Oil producing countries are making oil and gas tax regimes more competitive and attractive to draw more investments, Ernst & Young (EY) said on Wednesday.

Countries rich in oil "are reconsidering how they tax the oil and gas industry in the ongoing oil price volatility," EY said.

Under a concession, an oil and gas company is granted exclusive rights to explore and produce in designated areas and owns all oil and gas production. Additionally, the oil and gas companies typically pay royalties and corporate income tax to governments.

In an effort to pull in more exploration and production investments, some governments moved quicker than others and have benefitted from revising their tax regimes, according to EY.
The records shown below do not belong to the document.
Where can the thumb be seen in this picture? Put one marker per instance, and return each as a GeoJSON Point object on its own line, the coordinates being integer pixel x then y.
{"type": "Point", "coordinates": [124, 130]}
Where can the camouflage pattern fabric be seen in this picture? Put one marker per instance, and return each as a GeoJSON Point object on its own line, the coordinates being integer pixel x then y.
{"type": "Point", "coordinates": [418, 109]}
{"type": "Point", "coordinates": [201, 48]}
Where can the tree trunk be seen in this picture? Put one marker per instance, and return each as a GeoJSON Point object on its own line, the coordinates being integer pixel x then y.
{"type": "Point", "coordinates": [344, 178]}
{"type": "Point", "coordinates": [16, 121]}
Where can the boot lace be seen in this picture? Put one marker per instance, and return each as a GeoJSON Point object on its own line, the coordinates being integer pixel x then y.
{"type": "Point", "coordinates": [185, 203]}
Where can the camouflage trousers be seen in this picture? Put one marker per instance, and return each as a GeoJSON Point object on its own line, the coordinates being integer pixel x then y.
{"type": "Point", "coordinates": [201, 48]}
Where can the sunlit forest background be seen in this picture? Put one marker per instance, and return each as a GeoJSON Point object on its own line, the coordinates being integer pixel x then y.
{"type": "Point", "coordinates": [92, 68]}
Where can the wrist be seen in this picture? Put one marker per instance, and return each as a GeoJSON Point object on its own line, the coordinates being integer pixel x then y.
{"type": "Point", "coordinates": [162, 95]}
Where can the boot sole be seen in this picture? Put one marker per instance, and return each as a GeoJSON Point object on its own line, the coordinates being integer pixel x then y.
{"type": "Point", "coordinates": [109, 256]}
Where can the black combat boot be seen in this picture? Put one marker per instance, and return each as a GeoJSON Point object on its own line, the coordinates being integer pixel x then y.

EY exemplifies tax revision in Mexico. The Mexican government recently addressed feedback from companies bidding for oil and gas blocks as part of their ongoing energy reform and made modifications to the fiscal and economic terms of license and production sharing contracts to enhance attractiveness, EY said.

Moreover, Saudi Arabia issued a law "to reduce the corporate income tax rate from 85 percent to 50 percent for upstream oil and hydrocarbon producing companies, which could set a new benchmark for attracting foreign investors that, for many countries, may not be easy to meet," EY said.

Major resource-rich countries in the Middle East and Asia-Pacific are pursuing a similar agenda, according to EY.

"Forward-thinking governments review and revise their regimes continually, but with the sustained lower price environment, along with other basin challenges, governments are looking to quicken regime change," EY said.

Lower oil and gas prices mean unconventional and difficult-to-recover projects as well as many conventional oil and gas projects have become marginal.

"Keeping projects economically viable will require some countries to impose new incentives or make adjustments to existing regimes," EY suggested.

EY underlined that a balance is needed to create the right conditions for the industry to provide incentives for fossil fuel projects.

"Tax-take remains one of the top considerations for oil and gas investors. Maintaining investment and interest in oil and gas projects in any country requires a clear fiscal policy and a tax regime that provides competitive returns to investors," said Alexey Kondrashov, EY oil and gas tax leader.